How much work was done on the block by friction during the motion of the block from point A to point B?
Okay, so I started off by doing N+mg=m(v^2)/r to get the velocity at point A. I plugged in my variables like this: 0.0350(v^2/.425)+9.8*.035=.660+.343
.0350(v^2/.425)=.660
v=2.831 m/s
Am I on the right track? I tried doing a similar thing for point B and got v=6.709 m/s. Once I got those two I plugged them into K1+U1+W=K2+mgh but I have no idea if I'm doing all of this right. Any help/confirmation would be much appreciated!
Yes, you're on the right track! Let's go step by step.

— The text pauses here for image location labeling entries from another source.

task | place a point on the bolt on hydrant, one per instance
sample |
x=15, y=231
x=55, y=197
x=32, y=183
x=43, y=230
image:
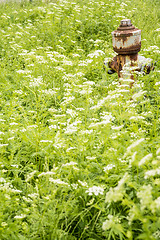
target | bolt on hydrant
x=127, y=43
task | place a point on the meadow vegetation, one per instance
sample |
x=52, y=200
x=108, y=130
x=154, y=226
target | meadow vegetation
x=79, y=154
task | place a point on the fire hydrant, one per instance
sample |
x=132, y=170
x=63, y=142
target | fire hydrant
x=127, y=43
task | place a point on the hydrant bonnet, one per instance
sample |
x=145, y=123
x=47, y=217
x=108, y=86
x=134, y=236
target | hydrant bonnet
x=126, y=39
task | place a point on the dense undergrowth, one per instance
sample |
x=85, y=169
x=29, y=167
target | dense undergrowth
x=79, y=154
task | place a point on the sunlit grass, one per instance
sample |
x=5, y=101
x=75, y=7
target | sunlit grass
x=79, y=153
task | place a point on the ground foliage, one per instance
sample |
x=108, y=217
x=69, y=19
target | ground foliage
x=79, y=154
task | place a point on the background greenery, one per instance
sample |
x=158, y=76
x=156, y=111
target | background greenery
x=79, y=154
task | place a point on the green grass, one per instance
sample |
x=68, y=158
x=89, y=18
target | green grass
x=79, y=155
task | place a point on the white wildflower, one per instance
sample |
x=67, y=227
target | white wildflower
x=46, y=141
x=74, y=185
x=111, y=222
x=86, y=131
x=109, y=167
x=3, y=145
x=145, y=196
x=2, y=180
x=20, y=216
x=33, y=195
x=69, y=164
x=117, y=127
x=90, y=158
x=4, y=224
x=96, y=54
x=117, y=193
x=30, y=175
x=135, y=144
x=83, y=184
x=46, y=174
x=13, y=123
x=152, y=173
x=71, y=148
x=158, y=151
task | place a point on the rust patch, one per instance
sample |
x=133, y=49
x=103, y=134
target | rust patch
x=129, y=50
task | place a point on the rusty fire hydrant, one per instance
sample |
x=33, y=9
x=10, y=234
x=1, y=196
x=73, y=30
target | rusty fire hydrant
x=127, y=43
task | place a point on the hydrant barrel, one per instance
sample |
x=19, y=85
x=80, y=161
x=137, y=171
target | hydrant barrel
x=126, y=39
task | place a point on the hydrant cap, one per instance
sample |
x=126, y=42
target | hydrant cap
x=126, y=39
x=126, y=22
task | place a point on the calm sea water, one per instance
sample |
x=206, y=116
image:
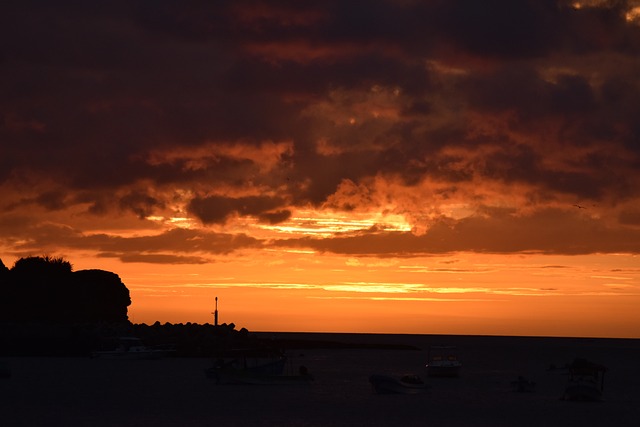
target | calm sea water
x=175, y=391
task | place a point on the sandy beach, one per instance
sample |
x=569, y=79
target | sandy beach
x=175, y=391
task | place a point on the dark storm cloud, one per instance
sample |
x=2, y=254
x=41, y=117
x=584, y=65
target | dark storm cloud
x=119, y=106
x=549, y=232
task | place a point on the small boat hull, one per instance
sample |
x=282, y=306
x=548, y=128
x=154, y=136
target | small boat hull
x=409, y=384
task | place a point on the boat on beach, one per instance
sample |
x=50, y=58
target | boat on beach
x=442, y=361
x=255, y=366
x=407, y=384
x=129, y=348
x=585, y=382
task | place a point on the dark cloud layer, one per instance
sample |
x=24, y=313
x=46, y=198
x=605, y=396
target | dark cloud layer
x=221, y=110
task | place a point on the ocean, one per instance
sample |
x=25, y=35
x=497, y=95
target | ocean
x=176, y=392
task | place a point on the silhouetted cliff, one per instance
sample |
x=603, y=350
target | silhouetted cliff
x=46, y=290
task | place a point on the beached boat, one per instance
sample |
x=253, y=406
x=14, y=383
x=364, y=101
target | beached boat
x=586, y=381
x=128, y=348
x=256, y=366
x=443, y=362
x=522, y=385
x=407, y=384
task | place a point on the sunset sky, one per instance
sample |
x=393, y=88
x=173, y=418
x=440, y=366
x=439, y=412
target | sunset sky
x=392, y=166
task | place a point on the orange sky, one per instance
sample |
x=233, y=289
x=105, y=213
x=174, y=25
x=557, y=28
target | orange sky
x=451, y=167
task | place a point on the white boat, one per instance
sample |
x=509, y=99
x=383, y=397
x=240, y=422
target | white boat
x=407, y=384
x=129, y=348
x=443, y=362
x=586, y=381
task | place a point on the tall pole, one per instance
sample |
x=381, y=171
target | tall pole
x=215, y=314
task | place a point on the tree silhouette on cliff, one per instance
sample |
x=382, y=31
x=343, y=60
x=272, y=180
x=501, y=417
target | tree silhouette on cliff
x=46, y=289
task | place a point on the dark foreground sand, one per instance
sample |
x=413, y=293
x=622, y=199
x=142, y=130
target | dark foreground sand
x=175, y=391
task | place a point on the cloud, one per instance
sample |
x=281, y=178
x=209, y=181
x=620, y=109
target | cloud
x=448, y=113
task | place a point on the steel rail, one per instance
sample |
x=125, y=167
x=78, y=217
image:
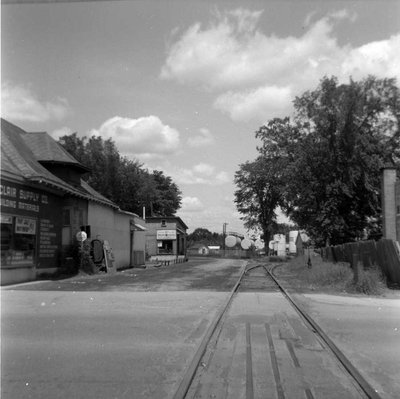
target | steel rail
x=361, y=381
x=194, y=364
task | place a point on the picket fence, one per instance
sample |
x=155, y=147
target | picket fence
x=383, y=253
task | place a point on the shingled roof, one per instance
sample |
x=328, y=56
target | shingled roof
x=20, y=163
x=46, y=149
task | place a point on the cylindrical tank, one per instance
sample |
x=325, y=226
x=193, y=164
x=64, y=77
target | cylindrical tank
x=280, y=244
x=245, y=244
x=259, y=244
x=231, y=241
x=292, y=241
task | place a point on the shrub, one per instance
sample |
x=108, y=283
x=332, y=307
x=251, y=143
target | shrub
x=370, y=282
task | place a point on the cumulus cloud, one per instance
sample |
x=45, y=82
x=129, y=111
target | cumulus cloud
x=145, y=137
x=19, y=103
x=191, y=204
x=259, y=104
x=204, y=138
x=201, y=173
x=255, y=75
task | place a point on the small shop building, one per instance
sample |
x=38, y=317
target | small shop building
x=45, y=203
x=165, y=238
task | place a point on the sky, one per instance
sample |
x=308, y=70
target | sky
x=182, y=86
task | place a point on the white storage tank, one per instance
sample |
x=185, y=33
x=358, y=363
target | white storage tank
x=280, y=244
x=292, y=241
x=231, y=241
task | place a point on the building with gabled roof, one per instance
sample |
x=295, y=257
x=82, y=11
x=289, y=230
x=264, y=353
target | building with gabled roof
x=45, y=202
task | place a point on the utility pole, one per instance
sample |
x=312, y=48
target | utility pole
x=223, y=236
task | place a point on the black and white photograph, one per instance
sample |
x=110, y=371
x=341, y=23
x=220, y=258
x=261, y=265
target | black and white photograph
x=200, y=199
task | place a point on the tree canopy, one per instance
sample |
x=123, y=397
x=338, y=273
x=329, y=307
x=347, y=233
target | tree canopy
x=330, y=156
x=202, y=235
x=124, y=181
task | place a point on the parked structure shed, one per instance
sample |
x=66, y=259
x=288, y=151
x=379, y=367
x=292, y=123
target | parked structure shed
x=45, y=202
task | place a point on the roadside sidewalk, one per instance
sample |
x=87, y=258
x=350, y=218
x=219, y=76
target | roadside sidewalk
x=366, y=330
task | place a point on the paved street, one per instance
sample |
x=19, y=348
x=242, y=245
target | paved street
x=122, y=336
x=133, y=334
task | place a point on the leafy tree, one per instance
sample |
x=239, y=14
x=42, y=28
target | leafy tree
x=168, y=194
x=122, y=180
x=260, y=191
x=341, y=136
x=202, y=235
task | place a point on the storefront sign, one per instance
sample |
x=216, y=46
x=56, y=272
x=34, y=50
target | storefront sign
x=25, y=226
x=48, y=239
x=166, y=234
x=19, y=198
x=6, y=219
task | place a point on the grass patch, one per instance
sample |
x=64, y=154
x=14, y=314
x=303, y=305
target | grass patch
x=330, y=277
x=370, y=282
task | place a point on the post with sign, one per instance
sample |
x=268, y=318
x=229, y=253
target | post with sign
x=81, y=236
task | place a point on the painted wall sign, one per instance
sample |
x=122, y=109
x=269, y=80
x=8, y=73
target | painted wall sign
x=25, y=226
x=17, y=197
x=166, y=234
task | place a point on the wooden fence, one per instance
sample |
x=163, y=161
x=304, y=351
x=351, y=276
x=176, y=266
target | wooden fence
x=385, y=254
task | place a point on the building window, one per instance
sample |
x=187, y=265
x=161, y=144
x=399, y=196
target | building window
x=164, y=247
x=18, y=241
x=67, y=217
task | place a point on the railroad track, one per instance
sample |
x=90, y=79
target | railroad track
x=262, y=344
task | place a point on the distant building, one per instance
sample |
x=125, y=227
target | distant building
x=302, y=240
x=203, y=249
x=45, y=203
x=165, y=237
x=198, y=249
x=390, y=204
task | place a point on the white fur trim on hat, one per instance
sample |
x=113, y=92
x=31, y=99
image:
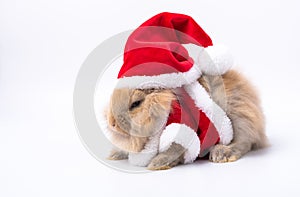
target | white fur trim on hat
x=213, y=111
x=213, y=60
x=172, y=80
x=183, y=135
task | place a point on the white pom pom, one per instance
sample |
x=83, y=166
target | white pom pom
x=215, y=60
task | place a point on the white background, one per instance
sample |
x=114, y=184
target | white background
x=42, y=46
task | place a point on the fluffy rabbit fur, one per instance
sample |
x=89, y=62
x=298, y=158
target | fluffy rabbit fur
x=134, y=115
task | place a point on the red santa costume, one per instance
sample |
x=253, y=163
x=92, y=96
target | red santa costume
x=172, y=51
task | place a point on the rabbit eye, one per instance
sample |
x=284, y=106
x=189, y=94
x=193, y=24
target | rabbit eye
x=135, y=104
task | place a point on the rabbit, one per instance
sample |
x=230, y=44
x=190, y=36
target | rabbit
x=135, y=114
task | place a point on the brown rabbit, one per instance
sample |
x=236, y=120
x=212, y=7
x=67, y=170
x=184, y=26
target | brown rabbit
x=135, y=114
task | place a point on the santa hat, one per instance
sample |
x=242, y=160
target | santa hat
x=172, y=51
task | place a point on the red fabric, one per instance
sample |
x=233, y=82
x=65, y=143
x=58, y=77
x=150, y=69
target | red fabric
x=156, y=48
x=185, y=112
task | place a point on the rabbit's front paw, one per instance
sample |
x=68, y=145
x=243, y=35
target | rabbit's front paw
x=221, y=154
x=117, y=155
x=160, y=162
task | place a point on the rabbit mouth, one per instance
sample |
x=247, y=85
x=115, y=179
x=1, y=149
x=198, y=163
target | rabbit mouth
x=118, y=130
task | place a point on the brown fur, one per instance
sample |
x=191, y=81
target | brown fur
x=235, y=95
x=231, y=91
x=130, y=129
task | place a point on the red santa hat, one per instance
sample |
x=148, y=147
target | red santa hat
x=172, y=51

First, you correctly used the equation N + mg = mv^2/r to find the velocity at point A. Plugging in the given values, we get:
4.05 + (0.035)(9.8) = (0.035)(v^2)/0.425
Simplifying, we have:
v^2 = (4.05 + (0.035)(9.8))*0.425/0.035
v^2 ≈ 0.508
Taking the square root, we find that v ≈ 2.831 m/s (rounded to three decimal places). So, your calculation for point A is correct.
Now, let's do a similar calculation for point B.
Using the equation N + mg = mv^2/r again, we have:
0.660 + (0.035)(9.8) = (0.035)(v^2)/0.425
Simplifying, we get:
v^2 = (0.660 + (0.035)(9.8))*0.425/0.035
v^2 ≈ 8.956
Taking the square root, we find that v ≈ 6.709 m/s (rounded to three decimal places). So, your calculation for point B is also correct.
Now, let's calculate the work done by friction from point A to point B using the work-energy principle.
The work-energy principle states that the work done on an object is equal to the change in its kinetic energy. Therefore, we have:
Work by friction = K2 - K1
Since the block starts from rest at A (v1 = 0), K1 = 0. The final kinetic energy at point B is given by:
K2 = (1/2)mv^2
K2 = (1/2)(0.035)(6.709^2)
K2 ≈ 0.823 J (rounded to three decimal places)
So, the work done by friction is:
Work by friction = K2 - K1
Work by friction ≈ 0.823 J - 0
Work by friction ≈ 0.823 J
Therefore, the work done on the block by friction during the motion from point A to point B is approximately 0.823 Joules.